Photo: Ministry of Defence

LONDON — The United Kingdom is embarking on a major effort to field new equipment in a variety of warfighting domains, said the country’s minister for defense procurement Sept. 10.

“We are in the midst of a remarkable period of regeneration in defense and we are seeing the emergence of a fearful future force,” said Anne-Marie Trevelyan MP.

The British military is purchasing everything from new warships to unmanned systems to directed energy technology, she said during remarks on the opening day of the Defence Security Equipment International conference.

Last month, Trevelyan visited BAE Systems' shipyard in Govan, Scotland, to see personnel cut steel on the HMS Cardiff, the second of eight City-class frigates.

These “frigates will be built on the Clyde [River] sustaining 1,700 jobs in Scotland and 4,000 jobs across the wider U.K. maritime supply chain for decades to come,” she said.

Other vessels in the acquisition pipeline include new Dreadnought-class nuclear-armed submarines and Type 31 frigates, she said.

Additionally, the U.K. plans to award £177 million to five British companies to provide service support for small boats used by the Royal Navy, Royal Marines and British army through 2026, she said.

The United Kingdom is also investing in unmanned systems, Trevelyan noted.

“This afternoon on HMS Argyll, we'll be unveiling the next-generation maritime autonomy surface testbed,” she said. “For the very first time, we will have underwater drones able to scout ahead of a ship and detect threats beyond the visual line of sight.”

Funding is also going toward a secure satellite communication system, she said. The U.K. has awarded QinetiQ £17 million to develop an enhanced, cutting edge GPS receiver.

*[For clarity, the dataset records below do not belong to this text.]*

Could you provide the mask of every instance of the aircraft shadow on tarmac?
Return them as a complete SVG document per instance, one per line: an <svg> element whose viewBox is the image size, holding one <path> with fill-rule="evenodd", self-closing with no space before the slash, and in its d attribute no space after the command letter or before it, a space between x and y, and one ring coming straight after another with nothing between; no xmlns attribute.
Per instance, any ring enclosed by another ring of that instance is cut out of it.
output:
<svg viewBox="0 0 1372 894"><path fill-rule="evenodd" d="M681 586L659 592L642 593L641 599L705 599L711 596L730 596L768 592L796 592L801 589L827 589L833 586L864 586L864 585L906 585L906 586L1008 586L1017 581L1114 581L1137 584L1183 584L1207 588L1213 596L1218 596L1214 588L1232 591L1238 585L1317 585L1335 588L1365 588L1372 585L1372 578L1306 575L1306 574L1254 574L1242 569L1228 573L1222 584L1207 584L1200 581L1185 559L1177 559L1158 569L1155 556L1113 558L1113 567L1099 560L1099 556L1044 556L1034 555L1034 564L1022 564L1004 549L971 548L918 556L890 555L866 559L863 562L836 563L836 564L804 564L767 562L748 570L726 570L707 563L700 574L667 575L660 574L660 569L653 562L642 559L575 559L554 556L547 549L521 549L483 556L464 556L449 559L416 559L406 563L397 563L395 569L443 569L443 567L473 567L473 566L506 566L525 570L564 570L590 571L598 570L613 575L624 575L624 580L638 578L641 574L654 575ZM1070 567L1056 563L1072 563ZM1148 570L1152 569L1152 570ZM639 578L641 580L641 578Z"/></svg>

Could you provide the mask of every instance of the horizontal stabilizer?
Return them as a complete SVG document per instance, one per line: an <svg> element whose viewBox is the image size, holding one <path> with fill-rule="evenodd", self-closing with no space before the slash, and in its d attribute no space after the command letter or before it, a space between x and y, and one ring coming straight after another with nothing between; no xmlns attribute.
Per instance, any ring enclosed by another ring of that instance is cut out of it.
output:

“That will incorporate anti-spoof and anti-jam features to stop our signals being disrupted,” she said.

The country is also looking at how it can leverage directed energy capabilities, Trevelyan said. It plans to open a new joint delivery office for the technology.

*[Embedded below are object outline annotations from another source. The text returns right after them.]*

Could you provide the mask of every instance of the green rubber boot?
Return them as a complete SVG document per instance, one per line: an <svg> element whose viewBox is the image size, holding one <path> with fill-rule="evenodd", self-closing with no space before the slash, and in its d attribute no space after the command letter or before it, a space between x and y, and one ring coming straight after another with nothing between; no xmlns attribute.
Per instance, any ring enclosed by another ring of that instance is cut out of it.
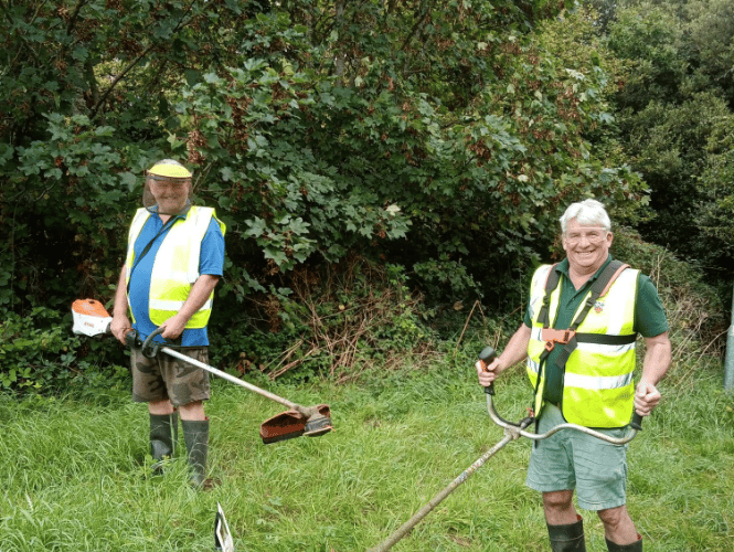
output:
<svg viewBox="0 0 734 552"><path fill-rule="evenodd" d="M172 458L179 439L179 415L150 414L150 454L153 457L153 474L163 470L163 464Z"/></svg>
<svg viewBox="0 0 734 552"><path fill-rule="evenodd" d="M191 484L201 488L206 484L206 455L209 453L209 418L203 421L181 420L183 438L192 468Z"/></svg>
<svg viewBox="0 0 734 552"><path fill-rule="evenodd" d="M578 516L578 514L577 514ZM551 538L553 552L586 552L584 542L584 520L567 526L547 526L547 535Z"/></svg>
<svg viewBox="0 0 734 552"><path fill-rule="evenodd" d="M609 539L604 539L607 541L607 550L609 552L642 552L642 535L637 534L637 542L631 544L615 544Z"/></svg>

“We are investing £130 million pounds to create novel laser and radio frequency weapons, which powered by electricity and operating without ammunition, gives the warfighter unprecedented flexibility on the frontline,” she said.

Another deal announced included £31 million deal for the Israeli joint fires synthetic trainer, which will be used at multiple sites in the U.K., she noted. It will allow students from the British army, Royal Navy and Royal Air Force to train simultaneously together in realistic and complex warfighting scenarios, she said.

The contract — which was awarded to Elbit Systems UK’s subsidiary, Ferranti Technologies Ltd. — includes the delivery of multiple networked static and mobile training systems, according to a company press release.

The technology will support exercises for reserve forces and teams deployed at sea. The systems will be supplied over a period of two years, plus four years of maintenance, technical support and on-site training, according to the company.

The British government annually invests about £20 billion in its defense industry, which supports 260,000 jobs directly and indirectly across the United Kingdom, Trevelyan said. But the island nation also wants to increase its exports.

“Our approach to procurement is changing,” she said. “We are increasingly determined to do as much selling as buying. Our world class manufacturing base is well established and it's time we did more to open it up for business.”

The United Kingdom is currently the second largest exporter of defense equipment in the world, she said. Last year, it sold £20 billion in defense and security assets. The deals often include opportunities for maintenance, joint training and joint exercises, she noted. “It's the whole package.”